SUCKERS -  on a grafted rose, will grow from the original rootstock - but sometimes, they will send up a sucker from the graft. 

From the rootstock, the sucker will produce a cane that might flower, but if  it does, won't be the rose you purchased. The base root (rootstock) was chosen for its hardiness to support the new grafted (budded) rose which might be too tender for some gardens without that strong rootstock. 

Remove the sucker because it will literally “suck” the nutrients from the root before they can reach your grafted rose.

The sucker needs to be torn off, not cut, or it will grow back.

Gently pull aside the soil from the base, until you can reach the sucker and tear it off. 

Rose Leaflets: 3 leaves and 5 leaves

Deadhead above a 5 leaflet as the cane will be thick or strong enough to support a new bloom 

BUD UNION: the knot or nubby growth at the base  of the rose where all canes start and is planted beneath the surface of the soil in zones with freezing winters.. Bud union is on both an "own root" or "grafted" rose (where one rose has been grafted/budded onto a stronger base or rootstock).(below)

BUD-EYE: the little swelling where new growth emerges with a small half circle beneath. Usually  there is one main eye on a cane with 2 "guard" eyes - one on each side, so if one dies, the other will grow.

Above: Rose cane's emerging bud-eye

Above: Rose cane's emerged bud-eye 

The above bud-eye also looks like an

OUTWARD FACING BUD, which only means it faces away from the centre of the rose bush or shrub.

...picture a line down the centre of the bush and decide if the bud is facing inward or toward the outside of the bush. On the new "modern", hardy roses, there isn't  the urgent need to keep the centre open or bare because most are disease resistant.

BASAL BREAKS are new growth - the reddish stems that grow from the rose canes. Fragile at first, they mean your rose is healthy - putting up new canes that will flower next season...Be careful because if you knock it off by mistake, it will not re-grow.

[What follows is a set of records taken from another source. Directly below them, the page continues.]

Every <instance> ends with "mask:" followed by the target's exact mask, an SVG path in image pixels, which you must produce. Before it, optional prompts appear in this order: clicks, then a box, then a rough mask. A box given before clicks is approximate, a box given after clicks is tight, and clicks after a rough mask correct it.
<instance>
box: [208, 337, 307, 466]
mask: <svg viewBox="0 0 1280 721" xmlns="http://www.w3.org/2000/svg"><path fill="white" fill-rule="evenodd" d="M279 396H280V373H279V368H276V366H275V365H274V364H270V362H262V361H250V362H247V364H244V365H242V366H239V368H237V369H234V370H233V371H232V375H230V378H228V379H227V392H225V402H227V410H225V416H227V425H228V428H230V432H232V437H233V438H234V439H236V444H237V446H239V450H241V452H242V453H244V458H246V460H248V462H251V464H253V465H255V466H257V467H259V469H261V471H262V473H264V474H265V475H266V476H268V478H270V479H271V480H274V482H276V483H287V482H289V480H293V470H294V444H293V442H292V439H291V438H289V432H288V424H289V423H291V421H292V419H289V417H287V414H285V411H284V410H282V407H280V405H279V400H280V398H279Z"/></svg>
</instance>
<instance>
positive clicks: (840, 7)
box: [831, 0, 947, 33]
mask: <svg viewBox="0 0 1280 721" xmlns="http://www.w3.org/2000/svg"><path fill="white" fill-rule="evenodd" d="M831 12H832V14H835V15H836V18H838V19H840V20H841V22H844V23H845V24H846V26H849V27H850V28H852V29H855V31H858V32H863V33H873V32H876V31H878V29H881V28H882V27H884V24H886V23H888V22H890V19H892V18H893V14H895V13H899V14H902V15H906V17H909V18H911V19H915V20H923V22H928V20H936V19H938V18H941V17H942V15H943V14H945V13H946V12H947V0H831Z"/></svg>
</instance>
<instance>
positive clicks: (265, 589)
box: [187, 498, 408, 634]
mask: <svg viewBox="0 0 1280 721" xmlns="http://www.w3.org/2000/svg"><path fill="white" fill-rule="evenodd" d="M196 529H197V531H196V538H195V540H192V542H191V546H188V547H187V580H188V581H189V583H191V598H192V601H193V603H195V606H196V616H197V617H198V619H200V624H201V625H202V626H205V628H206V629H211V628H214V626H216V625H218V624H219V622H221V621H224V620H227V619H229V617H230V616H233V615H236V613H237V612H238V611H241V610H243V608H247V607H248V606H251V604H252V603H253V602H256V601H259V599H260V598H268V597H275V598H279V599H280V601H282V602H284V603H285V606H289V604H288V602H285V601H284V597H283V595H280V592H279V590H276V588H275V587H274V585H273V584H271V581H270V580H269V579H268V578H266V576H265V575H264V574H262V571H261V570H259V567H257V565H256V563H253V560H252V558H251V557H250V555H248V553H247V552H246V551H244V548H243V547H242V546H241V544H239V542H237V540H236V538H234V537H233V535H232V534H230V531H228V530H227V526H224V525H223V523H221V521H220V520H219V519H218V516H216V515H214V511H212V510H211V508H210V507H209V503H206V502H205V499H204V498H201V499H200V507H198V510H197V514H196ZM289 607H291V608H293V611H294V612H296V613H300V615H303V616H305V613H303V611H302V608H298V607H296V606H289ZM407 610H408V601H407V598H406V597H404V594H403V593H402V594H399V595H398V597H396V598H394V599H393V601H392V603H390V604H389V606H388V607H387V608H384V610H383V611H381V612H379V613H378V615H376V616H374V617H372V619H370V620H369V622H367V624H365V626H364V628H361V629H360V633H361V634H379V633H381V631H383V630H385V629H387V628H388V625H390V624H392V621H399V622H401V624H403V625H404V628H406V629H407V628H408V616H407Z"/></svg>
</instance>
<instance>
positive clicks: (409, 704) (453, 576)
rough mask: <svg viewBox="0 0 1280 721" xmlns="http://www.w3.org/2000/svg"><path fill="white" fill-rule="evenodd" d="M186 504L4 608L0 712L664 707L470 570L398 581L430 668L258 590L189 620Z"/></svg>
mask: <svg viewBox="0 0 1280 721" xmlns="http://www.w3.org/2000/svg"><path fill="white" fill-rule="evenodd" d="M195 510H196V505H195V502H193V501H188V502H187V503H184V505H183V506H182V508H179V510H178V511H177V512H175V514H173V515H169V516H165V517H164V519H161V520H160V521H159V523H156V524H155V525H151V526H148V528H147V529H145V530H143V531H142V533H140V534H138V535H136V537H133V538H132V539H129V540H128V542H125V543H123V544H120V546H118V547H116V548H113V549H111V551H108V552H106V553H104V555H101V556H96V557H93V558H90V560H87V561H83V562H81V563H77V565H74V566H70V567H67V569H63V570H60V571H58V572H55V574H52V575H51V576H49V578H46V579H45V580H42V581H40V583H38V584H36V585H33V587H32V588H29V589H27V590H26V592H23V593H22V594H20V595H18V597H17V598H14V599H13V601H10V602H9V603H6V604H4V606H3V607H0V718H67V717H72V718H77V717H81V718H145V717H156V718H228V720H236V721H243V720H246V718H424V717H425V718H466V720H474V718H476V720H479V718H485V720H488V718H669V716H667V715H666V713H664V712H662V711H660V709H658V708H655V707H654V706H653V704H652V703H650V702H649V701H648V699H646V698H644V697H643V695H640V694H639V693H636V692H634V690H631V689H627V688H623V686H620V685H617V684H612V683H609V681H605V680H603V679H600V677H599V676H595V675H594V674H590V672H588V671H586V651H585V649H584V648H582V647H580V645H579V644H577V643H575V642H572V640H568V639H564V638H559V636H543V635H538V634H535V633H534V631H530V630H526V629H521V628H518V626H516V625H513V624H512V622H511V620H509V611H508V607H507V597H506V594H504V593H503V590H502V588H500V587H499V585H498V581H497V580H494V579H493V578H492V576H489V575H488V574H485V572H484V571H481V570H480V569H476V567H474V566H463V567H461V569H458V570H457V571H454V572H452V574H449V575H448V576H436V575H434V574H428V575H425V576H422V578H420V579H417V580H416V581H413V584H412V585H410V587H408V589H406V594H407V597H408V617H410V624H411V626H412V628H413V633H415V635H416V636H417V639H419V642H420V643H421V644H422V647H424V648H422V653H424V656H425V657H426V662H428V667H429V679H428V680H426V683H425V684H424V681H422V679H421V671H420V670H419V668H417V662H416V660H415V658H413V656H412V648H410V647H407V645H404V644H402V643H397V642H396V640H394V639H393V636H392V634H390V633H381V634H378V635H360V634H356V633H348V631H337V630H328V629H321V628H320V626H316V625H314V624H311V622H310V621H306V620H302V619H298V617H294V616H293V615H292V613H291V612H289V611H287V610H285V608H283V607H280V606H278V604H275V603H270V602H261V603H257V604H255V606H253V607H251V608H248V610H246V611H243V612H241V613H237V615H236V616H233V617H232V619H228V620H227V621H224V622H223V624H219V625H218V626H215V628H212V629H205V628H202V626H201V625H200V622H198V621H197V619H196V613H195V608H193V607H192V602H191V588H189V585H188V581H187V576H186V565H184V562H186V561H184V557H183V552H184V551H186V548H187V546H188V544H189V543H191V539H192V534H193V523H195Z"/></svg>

Basal breaks will be the canes that eventually replace older, tired and bloomed-out canes.

On own root roses, basal breaks come from the base of the rose.

Grafted or budded roses have basal breaks from the graft itself. 

When the basal break reaches about a foot tall, prune it back to a bud eye. This forces the cane to branch out with more flowers. When you shorten the cane, it has more energy to send to the blooms.

New canes coming up from the ground, can also be suckers that come from the rootstock - below the graft.


Basal breaks are new reddish canes

If your rose is a grafted rose, buried deep below the soil level, the basal breaks might appear as though growing separately from the stem 

Be careful not to confuse new healthy growth with that of the dreaded Rose Rosette Disease (RRD).


BLIND SHOOT: grows tall quickly but won't produce blooms unless you prune back to a healthy bud-eye.

One cause is a late frost in the early spring which can kill off new little buds. 

ROSE HIPS: when a rose “sets hips” it sends a signal that discourages the rose from producing flowers and then creates a seed pod so the rose knows it is time for it to go dormant.